Proven experience as a Site Reliability Engineer or in a similar role is required.
A strong understanding of networking, operating systems, and cloud infrastructure is necessary.
Experience with Site Reliability Engineering, System Design, and Distributed Computing is essential.
You should have experience in various programming languages, including NodeJS, Java, Python, Ruby, and Go.
Experience with containerization technologies such as Docker and Kubernetes is required.
Knowledge of infrastructure-as-code tools like Terraform and Pulumi is necessary.
Familiarity with monitoring and logging tools, such as Prometheus, Grafana, and the ELK stack, is important.
Experience with lower-level implementation details of relational databases is preferred, with a bonus for experience with distributed SQL databases like Google Cloud Spanner or CockroachDB.
Experience working with Git and GitHub is required.
Experience with continuous integration and deployment systems is necessary.

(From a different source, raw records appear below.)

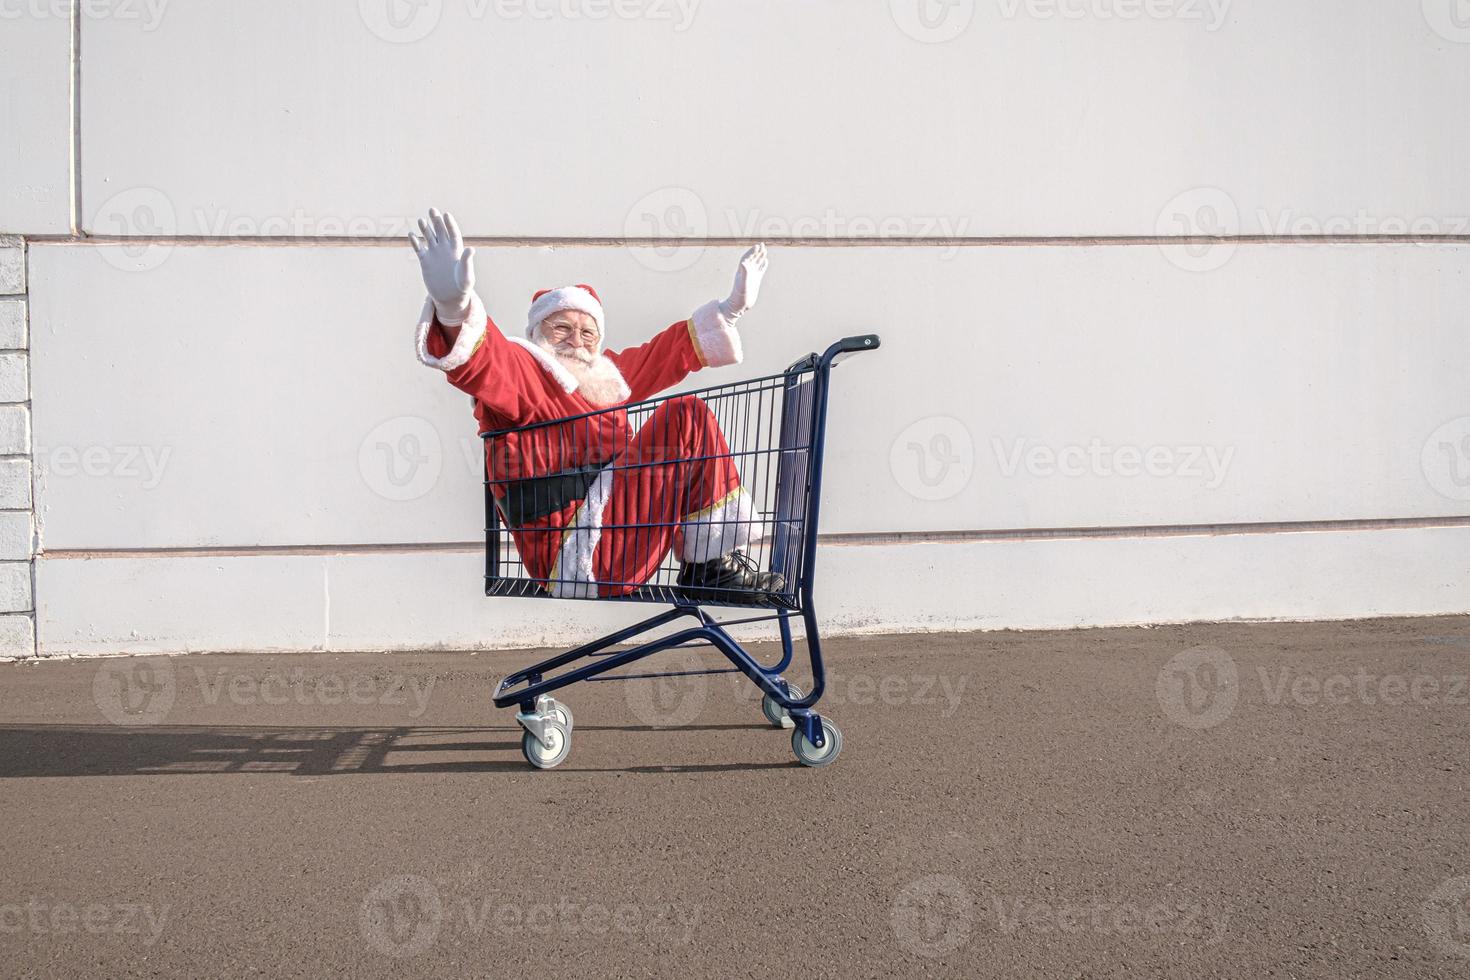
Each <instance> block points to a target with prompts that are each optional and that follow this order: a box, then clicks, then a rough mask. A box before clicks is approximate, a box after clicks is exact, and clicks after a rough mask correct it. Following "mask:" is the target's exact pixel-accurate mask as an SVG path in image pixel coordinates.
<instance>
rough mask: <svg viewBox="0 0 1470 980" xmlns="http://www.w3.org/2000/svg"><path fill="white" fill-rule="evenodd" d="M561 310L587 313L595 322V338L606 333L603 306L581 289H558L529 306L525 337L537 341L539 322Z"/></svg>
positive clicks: (558, 311)
mask: <svg viewBox="0 0 1470 980" xmlns="http://www.w3.org/2000/svg"><path fill="white" fill-rule="evenodd" d="M562 310H581V311H582V313H587V314H588V316H589V317H592V319H594V320H597V338H598V339H601V338H603V335H604V332H606V331H604V329H603V304H601V303H598V301H597V297H595V295H592V294H591V292H588V291H587V289H584V288H582V287H560V288H556V289H551V291H550V292H545V294H542V295H541V298H539V300H535V301H534V303H532V304H531V313H528V314H526V336H528V338H531V339H537V328H538V326H541V320H544V319H547V317H548V316H551V314H553V313H559V311H562Z"/></svg>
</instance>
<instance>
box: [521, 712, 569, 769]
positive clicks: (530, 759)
mask: <svg viewBox="0 0 1470 980" xmlns="http://www.w3.org/2000/svg"><path fill="white" fill-rule="evenodd" d="M545 735H547V741H548V742H550V745H542V743H541V739H538V738H537V736H534V735H531V732H525V733H522V736H520V754H522V755H525V757H526V761H528V763H531V764H532V765H535V767H537V768H551V767H554V765H560V764H562V763H563V761H564V760H566V757H567V754H569V752H570V751H572V732H570V729H567V727H566V726H564V724H562V721H560V720H557V718H547V721H545Z"/></svg>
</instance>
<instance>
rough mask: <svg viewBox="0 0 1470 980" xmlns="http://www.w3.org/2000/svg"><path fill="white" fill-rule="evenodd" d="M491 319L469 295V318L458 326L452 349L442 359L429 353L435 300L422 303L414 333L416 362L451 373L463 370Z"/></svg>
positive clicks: (427, 301) (465, 317)
mask: <svg viewBox="0 0 1470 980" xmlns="http://www.w3.org/2000/svg"><path fill="white" fill-rule="evenodd" d="M488 322H490V317H487V316H485V304H484V303H481V301H479V297H478V295H475V294H473V292H470V294H469V316H466V317H465V322H463V323H460V332H459V336H457V338H454V347H453V348H450V353H448V354H445V356H444V357H434V356H432V354H429V331H431V329H434V300H432V298H426V300H423V311H422V313H419V329H417V331H415V338H413V339H415V345H416V347H417V353H419V363H420V364H425V366H426V367H438V369H440V370H454V369H457V367H463V366H465V364H467V363H469V359H470V356H472V354H473V353H475V348H476V347H479V342H481V341H482V339H485V325H487V323H488Z"/></svg>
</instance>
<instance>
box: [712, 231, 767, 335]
mask: <svg viewBox="0 0 1470 980" xmlns="http://www.w3.org/2000/svg"><path fill="white" fill-rule="evenodd" d="M767 262H769V260H767V259H766V242H761V244H759V245H751V247H750V248H747V250H745V254H744V256H741V257H739V267H738V269H736V270H735V288H732V289H731V294H729V298H726V300H722V301H720V313H723V314H725V319H726V320H736V319H739V316H741V313H745V311H747V310H748V309H751V307H753V306H756V297H759V295H760V281H761V278H763V276H764V275H766V264H767Z"/></svg>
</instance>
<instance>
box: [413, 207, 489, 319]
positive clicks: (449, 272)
mask: <svg viewBox="0 0 1470 980" xmlns="http://www.w3.org/2000/svg"><path fill="white" fill-rule="evenodd" d="M419 231H420V232H423V238H419V237H417V235H415V234H413V232H409V244H412V245H413V251H416V253H417V254H419V272H422V273H423V285H425V288H426V289H428V291H429V297H432V298H434V311H435V313H437V314H438V317H440V323H442V325H444V326H459V325H460V323H463V322H465V317H466V316H469V294H470V292H472V291H473V289H475V266H473V260H475V250H473V248H466V247H465V239H463V238H460V234H459V225H456V223H454V216H453V215H448V213H444V215H441V213H440V212H438V210H437V209H432V207H431V209H429V220H426V222H425V220H423V219H422V217H420V219H419Z"/></svg>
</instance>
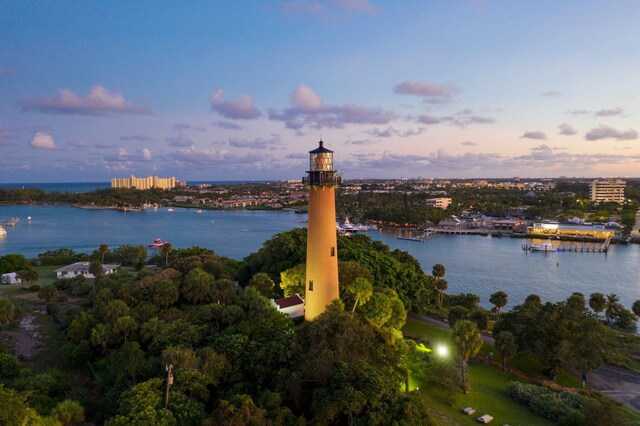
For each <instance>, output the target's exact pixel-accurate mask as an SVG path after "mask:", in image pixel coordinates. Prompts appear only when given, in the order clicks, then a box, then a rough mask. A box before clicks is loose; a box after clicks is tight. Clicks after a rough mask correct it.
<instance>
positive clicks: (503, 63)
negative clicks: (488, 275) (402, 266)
mask: <svg viewBox="0 0 640 426" xmlns="http://www.w3.org/2000/svg"><path fill="white" fill-rule="evenodd" d="M639 114H640V1H638V0H601V1H591V0H583V1H557V0H535V1H533V0H532V1H507V0H504V1H494V0H484V1H481V0H475V1H474V0H465V1H462V0H460V1H453V0H441V1H431V0H420V1H376V0H326V1H322V0H309V1H306V0H299V1H272V2H269V1H203V2H197V1H190V2H173V1H167V2H162V1H149V2H145V1H133V2H132V1H99V2H92V1H75V2H46V1H3V2H0V182H4V183H7V182H65V181H77V182H80V181H107V180H109V179H110V178H112V177H126V176H129V175H131V174H134V175H136V176H147V175H150V174H151V175H158V176H174V175H175V176H176V177H177V178H178V179H181V180H187V181H189V180H212V181H222V180H251V179H255V180H265V179H295V178H300V177H301V176H303V175H304V171H305V170H306V168H307V159H308V151H309V150H312V149H314V148H315V147H316V146H317V142H318V141H319V140H320V138H322V139H323V140H324V141H325V146H326V147H328V148H329V149H332V150H334V151H335V162H336V166H337V169H338V170H340V171H341V172H342V173H343V176H344V177H345V178H360V177H378V178H387V177H389V178H390V177H418V176H421V177H449V178H456V177H512V176H520V177H557V176H581V177H594V176H640V140H639V134H638V131H640V119H639Z"/></svg>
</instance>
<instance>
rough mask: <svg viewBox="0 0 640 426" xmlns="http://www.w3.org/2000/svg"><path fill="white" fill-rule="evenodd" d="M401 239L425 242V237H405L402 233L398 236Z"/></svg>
mask: <svg viewBox="0 0 640 426" xmlns="http://www.w3.org/2000/svg"><path fill="white" fill-rule="evenodd" d="M398 239H399V240H407V241H419V242H421V243H424V237H404V236H402V235H399V236H398Z"/></svg>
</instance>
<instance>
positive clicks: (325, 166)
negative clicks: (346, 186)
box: [303, 141, 340, 321]
mask: <svg viewBox="0 0 640 426" xmlns="http://www.w3.org/2000/svg"><path fill="white" fill-rule="evenodd" d="M303 183H304V184H306V185H308V187H309V218H308V226H307V282H306V289H305V301H306V303H305V313H304V318H305V320H307V321H309V320H313V319H314V318H316V317H317V316H318V315H320V314H322V313H323V312H324V311H325V309H326V308H327V306H328V305H329V304H331V302H333V301H334V300H336V299H338V298H340V291H339V287H338V241H337V232H336V195H335V188H336V186H338V185H339V184H340V176H338V173H337V172H336V171H335V170H334V169H333V151H330V150H328V149H327V148H325V147H324V143H323V142H322V141H320V143H319V147H318V148H316V149H314V150H313V151H309V170H308V171H307V176H306V177H304V178H303Z"/></svg>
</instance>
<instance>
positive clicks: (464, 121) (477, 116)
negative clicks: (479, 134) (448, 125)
mask: <svg viewBox="0 0 640 426" xmlns="http://www.w3.org/2000/svg"><path fill="white" fill-rule="evenodd" d="M441 120H442V121H447V122H449V123H451V124H452V125H454V126H457V127H461V128H464V127H467V126H468V125H470V124H493V123H495V122H496V119H495V118H493V117H487V116H483V115H477V114H476V113H475V112H474V111H473V110H472V109H469V108H467V109H463V110H461V111H458V112H456V113H455V114H453V115H450V116H448V117H442V119H441Z"/></svg>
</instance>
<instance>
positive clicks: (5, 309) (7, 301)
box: [0, 297, 16, 324]
mask: <svg viewBox="0 0 640 426" xmlns="http://www.w3.org/2000/svg"><path fill="white" fill-rule="evenodd" d="M15 312H16V311H15V306H14V305H13V302H12V301H11V300H10V299H8V298H6V297H0V324H9V323H10V322H11V321H12V320H13V317H14V315H15Z"/></svg>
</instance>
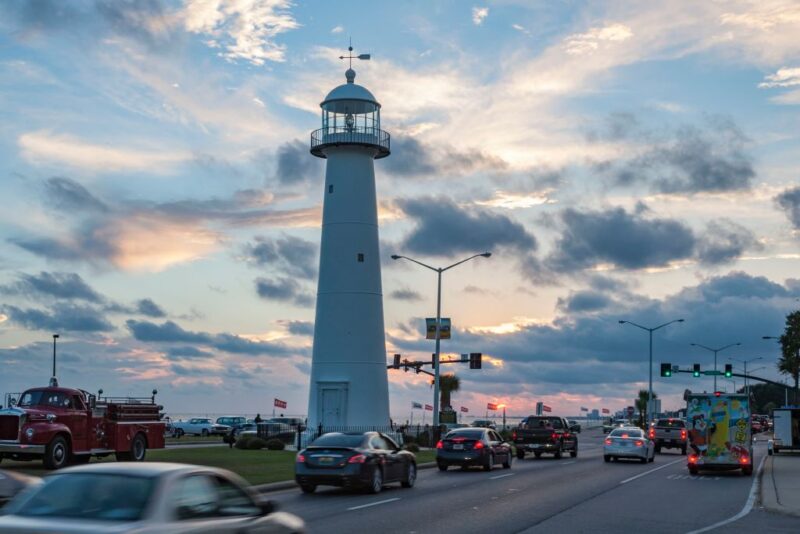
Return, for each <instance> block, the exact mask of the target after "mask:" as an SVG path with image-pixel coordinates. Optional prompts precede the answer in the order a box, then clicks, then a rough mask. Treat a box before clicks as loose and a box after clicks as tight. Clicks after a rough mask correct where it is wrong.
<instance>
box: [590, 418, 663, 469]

Strong problem-solving and troubleshooting skills are essential.
Excellent communication and collaboration abilities are required.

Benefits:

This position offers the opportunity to work remotely from the U.S. or EU.
You will be part of a dynamic and innovative tech startup environment.
You will have the chance to contribute to the development of a cutting-edge authorization system.
The role provides opportunities for professional growth and development in the field of Site Reliability Engineering.
You will work with a talented team of professionals in a fast-paced and collaborative setting.